According to my field research, affluent individuals are also donating to these organisations, primarily for two reasons. First, they do not know that these are banned organisations operating under new names and second, but more worrying, because, according to some responses that were received, it is believed that the militant organisations’ social services are excellent. In other words, while militant means are condemned by the respondents, their social delivery aspect is appreciated.
It is baffling that there is such a wilful ignorance and confusion amidst us. How many more have to die at the hands of these militant organisations for us to realise that we cannot differentiate between their stated cause and means? Social justice within a nation state cannot be had from a non-state actor. For this, one has to strengthen state institutions and not rely on speedy Taliban kangaroo courts. For social services provision, one cannot rely on militant organisations that make use of this social and economic deficit to buy our souls.
For instance, the modus operandi of the now Falah-e-Insayat is that it operates three hospitals, 34 dispensaries, fixed and mobile medical camps and 11 ambulance services. The patients and their families form an important catchment area for recruitment. It has more than 550 schools in key areas of the country. These schools are in addition to the madrassas that are operated by its affiliates. In these 550 schools, students are taught mathematics, science and English. The morning headlines are read out in the school assembly and students are encouraged to discuss them with the teachers plugging in to paint the context in militant colours. The organisation also has a huge publishing wing with a monthly magazine and the weekly paper separately having a circulation of over 140,000 with separate special periodicals for women and students.

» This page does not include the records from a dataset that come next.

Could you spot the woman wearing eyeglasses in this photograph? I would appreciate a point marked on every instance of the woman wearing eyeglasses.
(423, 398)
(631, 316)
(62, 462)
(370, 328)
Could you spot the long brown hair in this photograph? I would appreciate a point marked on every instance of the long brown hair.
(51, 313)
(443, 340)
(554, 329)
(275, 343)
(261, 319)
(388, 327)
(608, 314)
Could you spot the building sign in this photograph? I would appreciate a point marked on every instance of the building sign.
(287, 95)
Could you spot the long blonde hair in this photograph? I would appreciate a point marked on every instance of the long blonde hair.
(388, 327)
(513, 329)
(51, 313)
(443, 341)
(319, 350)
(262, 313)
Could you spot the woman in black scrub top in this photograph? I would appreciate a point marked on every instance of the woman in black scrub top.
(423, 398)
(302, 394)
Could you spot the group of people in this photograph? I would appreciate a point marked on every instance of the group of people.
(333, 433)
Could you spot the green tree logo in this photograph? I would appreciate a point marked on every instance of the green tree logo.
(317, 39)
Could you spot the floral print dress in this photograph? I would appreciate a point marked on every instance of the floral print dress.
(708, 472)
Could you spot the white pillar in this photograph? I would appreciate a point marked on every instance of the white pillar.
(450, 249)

The intelligent building of various aspects of the organisation and the way it has strategically managed to survive under various names through the years, succeeding in confusing people, is the result of the excellent manipulative skills of the group of teachers associated with Lahore University of Engineering and Technology in 1986, who founded this organisation. For anyone who seeks to romanticise their Robin Hood role, two statements should suffice. The organisation itself claims in its monthly magazine that, “it has assisted Taliban and al Qaeda in their fight against the US and the Northern Alliance in Afghanistan since December 2001.” The cannon fodder is, of course, provided by families who have benefited from their social services. Their worldview can be gauged from one of their leaders’ statements, Hafiz Saeed, at a 2004 conference where he reported that, “Pakistan should not be captured within its geographical limits. All Muslims from Ahmedabad, other parts of Gujarat, Hyderabad Deccan, Bihar, Bengal and Uttar Pradesh should be treated as Pakistanis. Pakistan’s atomic weapons programme is actually an instrument of Islam and not merely of the state of Pakistan.”
Speaking of the government’s response to this tragedy, is the army not part of the state’s response to the emergency? If the army is funded by the taxpayers just like the police or railways, then how can we differentiate between the government and the army?
The need for all the government’s agencies to respond immediately and continuously to rehabilitate the flood victims is clear. However, one has to be wary of the militant organisation’s designs as the food they give is poisoned with their ideological medicine. The flood victims need to make a conscious choice between their today and tomorrow. If they accept the militant’s gloved hand today, then they should not cry tomorrow when even further devastation is caused due to terrorism. If you sleep with the enemy, you cannot cry rape later.